Integrate Workbench with AWS SageMaker

This guide walks you through integrating the ML Workbench with a notebook on AWS SageMaker.

1. Prerequisites

  • A running AWS SageMaker notebook instance.

  • Port 8000 on TigerGraph instance is accessible by your notebook instance.

2. Install kernel

  1. From the Notebook instances page, click Open JupyterLab to navigate to JupyterLab and open a terminal.

  2. From the terminal, run the following command to install the tigergraph-torch Python kernel. Choose the appropriate command depending on whether you are using a CPU or GPU for training:

    • For CPU

    • For GPU

    $ conda env create -f https://raw.githubusercontent.com/TigerGraph-DevLabs/mlworkbench-docs/main/conda_envs/tigergraph-torch-cpu.yml
    $ conda env create -f https://raw.githubusercontent.com/TigerGraph-DevLabs/mlworkbench-docs/main/conda_envs/tigergraph-torch-gpu.yml
  3. After the installation finishes, refresh your browser. You should see a new Python kernel named "conda_tigergraph-torch-cpu" or "conda_tigergraph-torch-gpu" on the launch page. This Python kernel includes all packages required for machine learning with TigerGraph.

Having installed the kernel, the next step is to deploy GDPS on your TigerGraph instance. Since AWS SageMaker runs an older version of JupyterLab, you need to install GDPS manually on the TigerGraph server to communicate with the database if GDPS is not already installed.

3. Install GDPS

Before you install GDPS, make sure that port 8000 is open on your machine or Docker container. For Docker containers, make sure that port 8000 is mapped to an appropriate port that the Workbench can connect to.

To install GDPS, follow these steps:

  1. On the machine that hosts the TigerGraph server (or the Docker container running the TigerGraph Server image), create a directory for GDPS and navigate to it:

mkdir -p tg_gdps && cd tg_gdps.

  1. Download GDPS for your operating system to the folder you just created.

  2. Run chmod +x on the file you downloaded to make it executable.

  3. Run the executable to start GDPS with the default configurations.
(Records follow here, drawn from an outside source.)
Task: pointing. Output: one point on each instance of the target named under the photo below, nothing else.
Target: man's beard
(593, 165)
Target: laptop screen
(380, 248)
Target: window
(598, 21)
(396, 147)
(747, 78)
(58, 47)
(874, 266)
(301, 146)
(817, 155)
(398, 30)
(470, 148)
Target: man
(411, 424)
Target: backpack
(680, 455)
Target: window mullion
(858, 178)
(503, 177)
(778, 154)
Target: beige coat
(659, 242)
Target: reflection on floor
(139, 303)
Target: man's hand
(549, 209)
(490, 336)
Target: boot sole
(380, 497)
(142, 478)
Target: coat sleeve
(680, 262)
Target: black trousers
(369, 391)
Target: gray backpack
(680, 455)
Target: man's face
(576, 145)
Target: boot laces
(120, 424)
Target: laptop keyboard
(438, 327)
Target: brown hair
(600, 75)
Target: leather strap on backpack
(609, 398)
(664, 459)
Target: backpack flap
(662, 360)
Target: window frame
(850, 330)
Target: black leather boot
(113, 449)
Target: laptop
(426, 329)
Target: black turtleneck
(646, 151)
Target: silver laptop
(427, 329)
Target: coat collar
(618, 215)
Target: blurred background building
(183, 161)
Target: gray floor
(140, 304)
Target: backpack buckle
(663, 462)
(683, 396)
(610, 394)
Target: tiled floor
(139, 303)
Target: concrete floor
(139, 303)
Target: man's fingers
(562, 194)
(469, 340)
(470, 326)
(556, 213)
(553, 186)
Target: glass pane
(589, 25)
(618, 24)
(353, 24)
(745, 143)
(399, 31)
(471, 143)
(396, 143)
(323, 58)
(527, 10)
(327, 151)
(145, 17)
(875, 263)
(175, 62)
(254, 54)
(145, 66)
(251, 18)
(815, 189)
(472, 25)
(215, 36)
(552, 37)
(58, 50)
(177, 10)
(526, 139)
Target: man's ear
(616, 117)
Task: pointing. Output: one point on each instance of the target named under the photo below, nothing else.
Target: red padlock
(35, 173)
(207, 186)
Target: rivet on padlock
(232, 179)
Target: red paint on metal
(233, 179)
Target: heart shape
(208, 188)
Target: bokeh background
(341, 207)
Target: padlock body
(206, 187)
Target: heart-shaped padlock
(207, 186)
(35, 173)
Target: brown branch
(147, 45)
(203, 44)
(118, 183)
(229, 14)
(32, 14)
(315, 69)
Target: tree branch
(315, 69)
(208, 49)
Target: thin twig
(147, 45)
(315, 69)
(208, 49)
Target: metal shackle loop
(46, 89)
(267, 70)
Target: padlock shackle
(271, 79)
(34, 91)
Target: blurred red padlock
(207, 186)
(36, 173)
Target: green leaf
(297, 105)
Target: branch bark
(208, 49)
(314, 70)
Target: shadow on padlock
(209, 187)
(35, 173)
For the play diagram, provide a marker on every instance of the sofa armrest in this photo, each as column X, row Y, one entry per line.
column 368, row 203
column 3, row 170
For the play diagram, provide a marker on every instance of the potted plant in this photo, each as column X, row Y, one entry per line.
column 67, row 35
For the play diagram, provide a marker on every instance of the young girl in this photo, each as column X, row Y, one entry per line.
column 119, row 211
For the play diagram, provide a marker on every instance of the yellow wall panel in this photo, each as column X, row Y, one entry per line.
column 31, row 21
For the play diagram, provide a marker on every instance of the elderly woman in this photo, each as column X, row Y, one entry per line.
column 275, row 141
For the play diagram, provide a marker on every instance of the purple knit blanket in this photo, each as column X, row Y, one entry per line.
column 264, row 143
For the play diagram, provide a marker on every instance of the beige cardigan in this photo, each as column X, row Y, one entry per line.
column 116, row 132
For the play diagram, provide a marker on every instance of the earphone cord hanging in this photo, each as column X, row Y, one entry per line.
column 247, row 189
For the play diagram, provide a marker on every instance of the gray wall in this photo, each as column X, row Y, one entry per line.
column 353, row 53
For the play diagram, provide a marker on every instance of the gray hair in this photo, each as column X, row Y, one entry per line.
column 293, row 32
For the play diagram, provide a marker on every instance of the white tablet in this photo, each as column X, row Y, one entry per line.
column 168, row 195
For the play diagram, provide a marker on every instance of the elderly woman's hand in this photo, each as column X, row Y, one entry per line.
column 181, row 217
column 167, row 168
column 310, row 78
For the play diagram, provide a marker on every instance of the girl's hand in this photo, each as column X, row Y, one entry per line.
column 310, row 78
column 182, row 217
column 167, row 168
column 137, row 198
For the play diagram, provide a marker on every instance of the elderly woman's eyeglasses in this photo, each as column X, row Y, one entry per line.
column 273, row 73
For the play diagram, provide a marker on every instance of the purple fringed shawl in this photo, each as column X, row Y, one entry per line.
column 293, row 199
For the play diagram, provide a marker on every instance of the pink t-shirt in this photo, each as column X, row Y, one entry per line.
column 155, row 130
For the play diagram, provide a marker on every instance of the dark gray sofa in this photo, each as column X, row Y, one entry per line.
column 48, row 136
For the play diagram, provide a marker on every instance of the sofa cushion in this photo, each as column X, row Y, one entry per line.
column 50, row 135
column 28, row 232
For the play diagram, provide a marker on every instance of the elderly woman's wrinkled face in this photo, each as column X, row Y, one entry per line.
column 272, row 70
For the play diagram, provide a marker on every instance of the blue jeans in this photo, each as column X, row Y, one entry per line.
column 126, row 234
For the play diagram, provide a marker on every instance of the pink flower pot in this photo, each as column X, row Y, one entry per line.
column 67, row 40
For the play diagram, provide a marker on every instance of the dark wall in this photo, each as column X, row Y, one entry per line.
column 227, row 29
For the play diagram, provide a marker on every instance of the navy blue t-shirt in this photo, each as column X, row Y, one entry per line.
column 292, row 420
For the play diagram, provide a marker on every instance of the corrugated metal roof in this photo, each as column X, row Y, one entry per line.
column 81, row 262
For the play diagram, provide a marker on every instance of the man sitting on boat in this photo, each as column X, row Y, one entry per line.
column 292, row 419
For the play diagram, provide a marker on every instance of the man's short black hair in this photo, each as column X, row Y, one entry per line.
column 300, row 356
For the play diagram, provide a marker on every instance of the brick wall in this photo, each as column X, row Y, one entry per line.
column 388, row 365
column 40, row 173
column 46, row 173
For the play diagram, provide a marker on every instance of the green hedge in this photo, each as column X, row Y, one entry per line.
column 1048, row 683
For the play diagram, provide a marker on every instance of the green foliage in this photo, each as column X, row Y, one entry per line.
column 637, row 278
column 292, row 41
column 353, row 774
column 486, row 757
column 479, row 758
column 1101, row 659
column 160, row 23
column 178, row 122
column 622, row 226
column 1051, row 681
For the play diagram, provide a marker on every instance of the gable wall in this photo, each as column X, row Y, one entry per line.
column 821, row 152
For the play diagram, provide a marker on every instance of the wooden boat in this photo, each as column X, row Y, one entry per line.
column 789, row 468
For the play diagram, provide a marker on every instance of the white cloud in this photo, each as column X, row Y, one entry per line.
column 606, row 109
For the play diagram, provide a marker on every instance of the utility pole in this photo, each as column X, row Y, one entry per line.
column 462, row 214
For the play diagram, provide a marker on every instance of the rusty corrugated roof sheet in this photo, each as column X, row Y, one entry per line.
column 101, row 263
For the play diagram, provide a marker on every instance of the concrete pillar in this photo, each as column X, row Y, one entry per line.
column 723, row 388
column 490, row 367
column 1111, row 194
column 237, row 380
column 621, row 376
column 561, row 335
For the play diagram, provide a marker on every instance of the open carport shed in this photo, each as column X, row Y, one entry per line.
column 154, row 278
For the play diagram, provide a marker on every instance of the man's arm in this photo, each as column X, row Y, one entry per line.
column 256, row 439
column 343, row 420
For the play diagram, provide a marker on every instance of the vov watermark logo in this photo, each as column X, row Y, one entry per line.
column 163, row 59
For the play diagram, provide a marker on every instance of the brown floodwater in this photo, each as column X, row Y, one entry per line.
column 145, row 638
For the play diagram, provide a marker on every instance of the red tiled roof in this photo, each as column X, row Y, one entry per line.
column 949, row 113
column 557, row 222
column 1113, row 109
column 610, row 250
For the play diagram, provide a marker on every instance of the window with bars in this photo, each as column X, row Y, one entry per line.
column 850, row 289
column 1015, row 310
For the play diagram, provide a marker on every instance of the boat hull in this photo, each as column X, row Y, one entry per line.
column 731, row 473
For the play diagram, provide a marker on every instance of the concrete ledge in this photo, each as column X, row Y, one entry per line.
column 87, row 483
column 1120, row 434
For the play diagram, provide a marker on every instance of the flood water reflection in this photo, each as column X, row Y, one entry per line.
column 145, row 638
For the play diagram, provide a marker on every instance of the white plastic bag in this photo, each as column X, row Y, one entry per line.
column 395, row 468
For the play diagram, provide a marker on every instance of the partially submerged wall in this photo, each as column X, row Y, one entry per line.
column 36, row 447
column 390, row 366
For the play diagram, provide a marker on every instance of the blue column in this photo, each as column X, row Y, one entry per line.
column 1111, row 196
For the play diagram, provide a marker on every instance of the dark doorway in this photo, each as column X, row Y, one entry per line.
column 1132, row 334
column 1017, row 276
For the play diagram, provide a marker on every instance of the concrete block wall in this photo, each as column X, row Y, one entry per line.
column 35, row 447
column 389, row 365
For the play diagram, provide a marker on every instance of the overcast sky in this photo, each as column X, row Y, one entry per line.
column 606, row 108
Install process on Docker container
:~$ mkdir -p tg_gdps && cd tg_gdps

:~/tg_gdps$ wget https://tg-mlworkbench.s3.us-west-1.amazonaws.com/gdps/start_gdps_linux --no-check-certificate

--2022-03-29 22:08:02--  https://tg-mlworkbench.s3.us-west-1.amazonaws.com/gdps/start_gdps_linux
Resolving tg-mlworkbench.s3.us-west-1.amazonaws.com (tg-mlworkbench.s3.us-west-1.amazonaws.com)... 52.219.193.58
Connecting to tg-mlworkbench.s3.us-west-1.amazonaws.com (tg-mlworkbench.s3.us-west-1.amazonaws.com)|52.219.193.58|:443... connected.
WARNING: cannot verify tg-mlworkbench.s3.us-west-1.amazonaws.com's certificate, issued by ‘CN=Amazon,OU=Server CA 1B,O=Amazon,C=US’:
  Unable to locally verify the issuer's authority.
HTTP request sent, awaiting response... 200 OK
Length: 49905264 (48M) [binary/octet-stream]
Saving to: ‘start_gdps_linux’

start_gdps_linux    100%[===================>]  47.59M  7.40MB/s    in 6.7s

2022-03-29 22:08:09 (7.12 MB/s) - ‘start_gdps_linux’ saved [49905264/49905264]

:~/tg_gdps$ chmod +x start_gdps_linux

:~/tg_gdps$ ./start_gdps_linux

INFO:     Started server process [36]
INFO:     Waiting for application startup.
INFO:     Application startup complete.
INFO:uvicorn.error:Application startup complete.
INFO:     Uvicorn running on http://0.0.0.0:8000 (Press CTRL+C to quit)
INFO:uvicorn.error:Uvicorn running on http://0.0.0.0:8000 (Press CTRL+C to quit)

Test that the install is working by opening a new terminal instance and running curl http://0.0.0.0:8000/ping. The response on a working install will be {"message":"GDPS is running"}.

3.1. GDPS configurations

Here is a list of configurable options for the GDPS service:

Option Definition Default

tg_host

The IP address of the database host.

Normally it is http://localhost since GDPS should run on the same machine as the database.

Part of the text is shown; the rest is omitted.